Had to lock the SAM2 predictor to prevent results from scrambling under concurrent callers.
Segmenting the whole table at once is probably what we want for a lot of tracking demos, but is really slow since the whole-camera-frame image is big. Segmenting the whole table takes like a full second (!!), as opposed to the ~100ms of a page camera slice:
set X [list $this X]
When the quad library is /quadLib/ &\
$this has resolved geometry /geom/ &\
$this has quad /q/ {
set q1 [$quadLib move $q right 110%]
Claim $X has quad $q1
Wish $X has a canvas
# Wish $X is outlined blue
Claim $X has resolved geometry $geom
}
Wish $this points right with length 0.6
Wish $X has camera slice
When $X has camera slice /sl/ {
Wish $this is labelled "slice: $sl(width) x $sl(height)"
}
When the SAM2 segmenter is /sam2/ &\
the SAM2 mask-to-image library is /mtiLib/ {
fn sam2
When -serially $X has camera slice /sl/ {
set point [list [/ $sl(width) 2] [/ $sl(height) 2]]
set elapsed [time {
set seg [sam2 $sl [list $point] [list 1]]
}]
set maskIm [$mtiLib applyMaskToImage $sl $seg(mask)]
Hold! -key im -keep 10ms Wish $this displays image $maskIm
Hold! Wish $this is labelled "$elapsed
seg mask: [llength [lindex $seg(mask) 0]] x [llength $seg(mask)]"
}
}
But the bottleneck seems to be the image encoder, transfer, JSON encode, and especially JSON decode, not the actual segmentation. See the giant json decode block here:
which makes sense, because I think SAM2 always segments a 1024×1024 image, no matter what bigger or smaller image you feed it. so just need to reduce these marshaling costs, use shared memory, etc.
Omar: I spent a couple hours looking at what it would take to make a new gadget with custom mostly-all-in-one PCB, just one battery, Pi compute module, Ultimems board on top, active cooling. I think we could get it way lighter and smaller.

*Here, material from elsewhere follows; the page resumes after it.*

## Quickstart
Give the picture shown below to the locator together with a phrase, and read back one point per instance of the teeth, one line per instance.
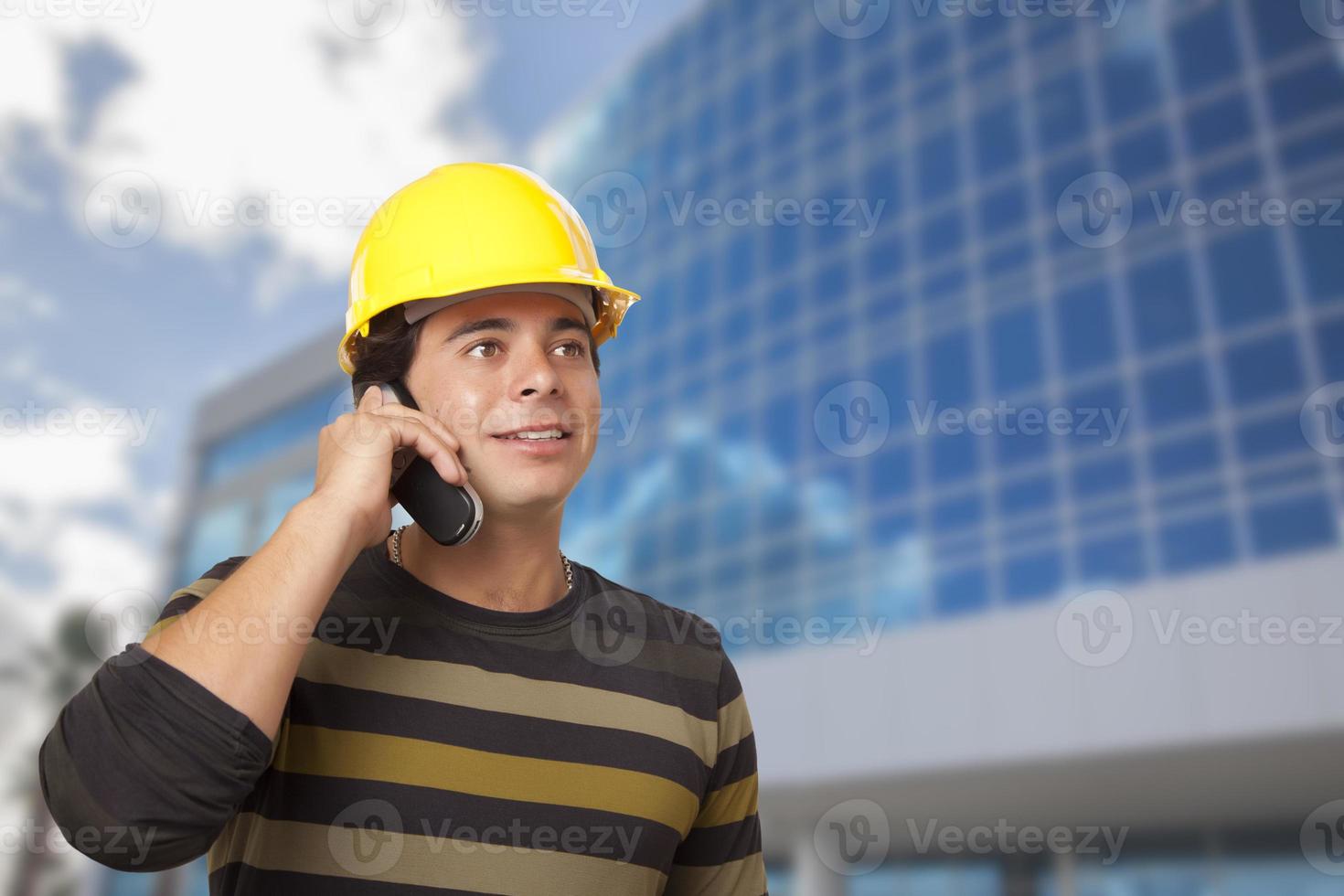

Omar: I've wanted better laptop testing, and you obviously can't projector-camera calibrate on a laptop or other monitor, even though you do have a webcam and a display.
I also want a nicer setup experience where you can start playing with Folk immediately, without having calibrate it. You put pages down and outlines appear, move pages around and they move, etc.

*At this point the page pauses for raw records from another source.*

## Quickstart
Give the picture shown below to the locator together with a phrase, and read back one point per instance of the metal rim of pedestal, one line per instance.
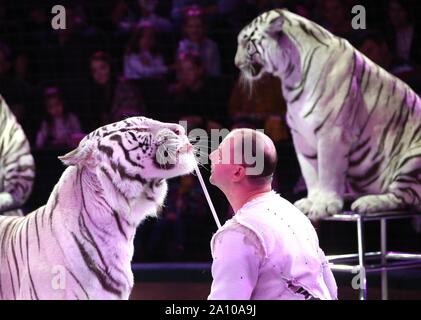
(389, 260)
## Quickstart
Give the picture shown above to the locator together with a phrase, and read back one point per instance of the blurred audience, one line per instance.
(60, 128)
(142, 59)
(196, 42)
(404, 33)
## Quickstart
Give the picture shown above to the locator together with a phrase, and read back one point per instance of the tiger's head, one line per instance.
(271, 44)
(133, 152)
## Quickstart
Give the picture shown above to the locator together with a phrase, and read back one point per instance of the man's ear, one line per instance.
(239, 173)
(84, 154)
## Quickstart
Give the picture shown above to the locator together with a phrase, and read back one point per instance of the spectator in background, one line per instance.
(149, 16)
(127, 102)
(404, 34)
(59, 129)
(337, 19)
(179, 8)
(142, 59)
(375, 47)
(264, 103)
(196, 42)
(101, 90)
(197, 98)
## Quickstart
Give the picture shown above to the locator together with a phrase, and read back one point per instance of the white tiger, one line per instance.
(17, 168)
(356, 128)
(80, 244)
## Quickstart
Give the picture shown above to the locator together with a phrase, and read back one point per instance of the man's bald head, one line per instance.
(256, 152)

Here's how setup and a basic program look on my laptop (with an AI-generated macOS camera driver that I should upload sometime, but it's pretty easy to generate), but it also works on table:
Omar: On my home system, I've had issues where -atomically blocks start missing and camera slice / other animations slow to a crawl or just stop working, even while the rest of the system still works.
I think this is starvation because camera slice is surprisingly slow, so its statements appear after the block has already been running for 1ms → go to the global queue, and then global queue gets overfull and never runs before the statement is invalidated by the next frame.
Fixed with this hack where we just always use local queues, but that feels also not-optimal.
Why is camera slice so slow on my home system? JPEG decompression and dewarping!
Realized that it was a bad move to do JPEG-space crop and decompression for each slice – it's almost as slow as a full decompress – should go back to doing the full decompress for every camera frame and then putting the raw color frame in a statement. But this adds a lot of latency, because it takes a few ms (!) to do a full decompress, so now we decompress both gray and RGB in parallel.
I feel like we can do more here – reduce rest-of-system latencies, use hardware-accelerated JPEG decoding, whatever. There shouldn't be a 2ms difference between gray decode and RGB decode, and a 2ms difference shouldn't wreck system throughput.
With the new studio, we want to make a bigger table that has 2 projectors connected to one PC. Folk doesn't support that right now – the whole gpu/draw driver has been parameterized by a single display's parameters – so have been slowly refactoring and untangling it, and updating the setup.folk UI to let you check multiple displays.